= Old Palm Golf Club =

Golf club in Palm Beach Gardens, Florida

Old Palm Golf Club is a 650 acre private residential golf community with an equity club located in Palm Beach Gardens, Florida, United States. The community was founded in 2004 by WCI, but in September 2010 was purchased by real estate investment group Clarion Partners.

Old Palm Golf Club adheres to the vision of John D. MacArthur, whose original plan for Palm Beach Gardens was to create a "garden city", with streets lined with flowers and trees.

==Geographical area==
The subdivision is bordered on the south by PGA Boulevard, on the east by Central Boulevard, and on the west by Florida's Turnpike.

==Golf course==
The 7401 yd golf course at Old Palm Golf Club was originally designed by Raymond Floyd. The course is composed of an 18-hole par-72 golf course, a 19th "bye" hole and three full-length practice holes.

In 2007, Old Palm Golf Club was awarded the "Gold Signature Sanctuary" certification by the Audubon International Society. Close to 98% of irrigation water at Old Palm is reclaimed.

== Golf ==
It is home to the 33 acre Old Palm Golf Studio under the Director of Golf, Bud Taylor. In 1995, Taylor was elected to the PGA of America and is a PGA Certified Master Professional. In 2001 he was the recipient of Golfweek magazine's "Top 40 under 40" award.

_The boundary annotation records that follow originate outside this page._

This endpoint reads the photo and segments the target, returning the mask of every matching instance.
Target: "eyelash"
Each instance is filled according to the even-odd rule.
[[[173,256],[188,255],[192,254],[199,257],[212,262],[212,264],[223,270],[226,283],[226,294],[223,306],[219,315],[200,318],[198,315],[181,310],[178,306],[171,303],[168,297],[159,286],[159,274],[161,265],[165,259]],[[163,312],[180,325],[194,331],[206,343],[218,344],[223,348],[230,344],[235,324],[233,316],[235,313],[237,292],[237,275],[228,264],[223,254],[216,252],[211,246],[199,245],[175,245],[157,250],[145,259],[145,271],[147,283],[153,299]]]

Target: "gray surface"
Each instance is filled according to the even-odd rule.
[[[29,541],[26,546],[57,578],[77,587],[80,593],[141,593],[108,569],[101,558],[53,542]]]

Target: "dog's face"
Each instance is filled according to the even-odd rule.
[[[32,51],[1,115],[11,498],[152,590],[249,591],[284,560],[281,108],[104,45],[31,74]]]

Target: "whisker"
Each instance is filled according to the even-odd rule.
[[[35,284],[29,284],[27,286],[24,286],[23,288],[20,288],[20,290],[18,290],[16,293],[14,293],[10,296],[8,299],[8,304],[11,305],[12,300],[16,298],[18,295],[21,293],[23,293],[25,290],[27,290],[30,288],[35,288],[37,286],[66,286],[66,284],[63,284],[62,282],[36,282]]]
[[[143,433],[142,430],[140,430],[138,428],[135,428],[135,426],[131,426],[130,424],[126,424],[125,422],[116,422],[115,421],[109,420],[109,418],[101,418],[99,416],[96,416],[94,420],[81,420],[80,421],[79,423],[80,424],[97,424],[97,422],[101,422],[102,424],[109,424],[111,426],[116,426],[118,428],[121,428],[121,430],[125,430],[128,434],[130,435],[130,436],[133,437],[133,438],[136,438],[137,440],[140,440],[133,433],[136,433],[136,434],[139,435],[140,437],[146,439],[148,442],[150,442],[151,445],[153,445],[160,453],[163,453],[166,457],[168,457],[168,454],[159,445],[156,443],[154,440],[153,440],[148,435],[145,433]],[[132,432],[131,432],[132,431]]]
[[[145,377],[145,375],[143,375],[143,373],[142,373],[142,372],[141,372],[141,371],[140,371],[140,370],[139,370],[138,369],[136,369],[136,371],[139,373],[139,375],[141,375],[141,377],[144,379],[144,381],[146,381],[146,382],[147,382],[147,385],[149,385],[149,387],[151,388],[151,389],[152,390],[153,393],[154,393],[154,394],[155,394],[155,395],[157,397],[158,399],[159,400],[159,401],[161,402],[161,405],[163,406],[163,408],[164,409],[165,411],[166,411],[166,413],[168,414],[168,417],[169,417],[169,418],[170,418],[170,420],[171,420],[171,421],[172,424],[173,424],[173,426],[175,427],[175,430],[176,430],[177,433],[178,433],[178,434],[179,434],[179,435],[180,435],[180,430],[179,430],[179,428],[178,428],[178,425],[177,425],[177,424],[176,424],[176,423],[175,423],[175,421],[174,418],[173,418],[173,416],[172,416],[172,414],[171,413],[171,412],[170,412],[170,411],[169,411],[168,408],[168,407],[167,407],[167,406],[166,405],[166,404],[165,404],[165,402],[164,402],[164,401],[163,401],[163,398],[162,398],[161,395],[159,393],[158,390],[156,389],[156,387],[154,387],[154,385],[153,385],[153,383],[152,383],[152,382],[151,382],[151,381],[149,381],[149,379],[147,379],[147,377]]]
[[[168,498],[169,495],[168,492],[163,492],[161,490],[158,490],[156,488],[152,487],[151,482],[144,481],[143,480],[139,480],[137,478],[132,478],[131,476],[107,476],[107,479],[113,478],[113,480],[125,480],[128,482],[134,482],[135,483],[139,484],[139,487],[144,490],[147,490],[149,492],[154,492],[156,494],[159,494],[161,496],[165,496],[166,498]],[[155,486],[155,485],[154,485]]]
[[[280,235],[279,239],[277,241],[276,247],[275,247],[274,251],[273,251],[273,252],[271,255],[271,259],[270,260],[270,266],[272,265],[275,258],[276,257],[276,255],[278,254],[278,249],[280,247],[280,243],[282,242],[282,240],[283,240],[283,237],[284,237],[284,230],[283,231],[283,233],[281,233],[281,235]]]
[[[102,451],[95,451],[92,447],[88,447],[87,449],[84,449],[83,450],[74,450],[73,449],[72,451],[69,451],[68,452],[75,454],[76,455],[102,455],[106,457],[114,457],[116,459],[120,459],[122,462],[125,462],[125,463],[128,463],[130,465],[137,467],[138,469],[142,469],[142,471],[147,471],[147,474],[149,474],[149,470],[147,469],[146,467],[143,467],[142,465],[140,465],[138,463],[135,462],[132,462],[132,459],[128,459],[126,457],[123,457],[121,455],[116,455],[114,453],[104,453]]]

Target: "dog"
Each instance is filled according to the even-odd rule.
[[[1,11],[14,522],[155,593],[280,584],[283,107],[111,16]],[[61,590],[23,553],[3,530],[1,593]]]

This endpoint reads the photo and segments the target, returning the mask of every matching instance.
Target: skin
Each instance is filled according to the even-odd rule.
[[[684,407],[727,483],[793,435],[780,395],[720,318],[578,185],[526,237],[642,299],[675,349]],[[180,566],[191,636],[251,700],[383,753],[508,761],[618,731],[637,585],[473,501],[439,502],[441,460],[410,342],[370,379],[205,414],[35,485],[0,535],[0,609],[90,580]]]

Mark Hackett who serves as the Director of Instruction at Old Palm was honored by Golf Magazine as one of the Top 100 golf teachers in the country.

==Notable residents==
- Raymond Floyd – The four-time major golf champion calls Old Palm Golf Club home.
- Louis Oosthuizen – The South African golfer and 2010 Open Championship winner, has a home at Old Palm overlooking the third hole.
- Charl Schwartzel – The South African golfer and winner of the 2011 Masters, owns a home in Old Palm overlooking the 14th fairway.
- Lee Westwood – The English golfer who has won 39 tournaments around the world and posted five top-three finishes in majors, bought property on the par-four 14th hole.

==Country club==
Raymond Floyd's late wife, Maria Floyd, worked closely with interior designers Scott Snyder and Anthony Minichetti to create a distinct sense of place, with décor inspired by early-1900s architect Addison Mizner, the designer of Boca Raton and Palm Beach's Worth Avenue. The clubhouse is elegant yet comfortable and is built with organic construction materials, adorned with cypress ceilings and limestone flooring.

==Average home prices==
Home prices vary, but range from $3.2 million to over $25 million.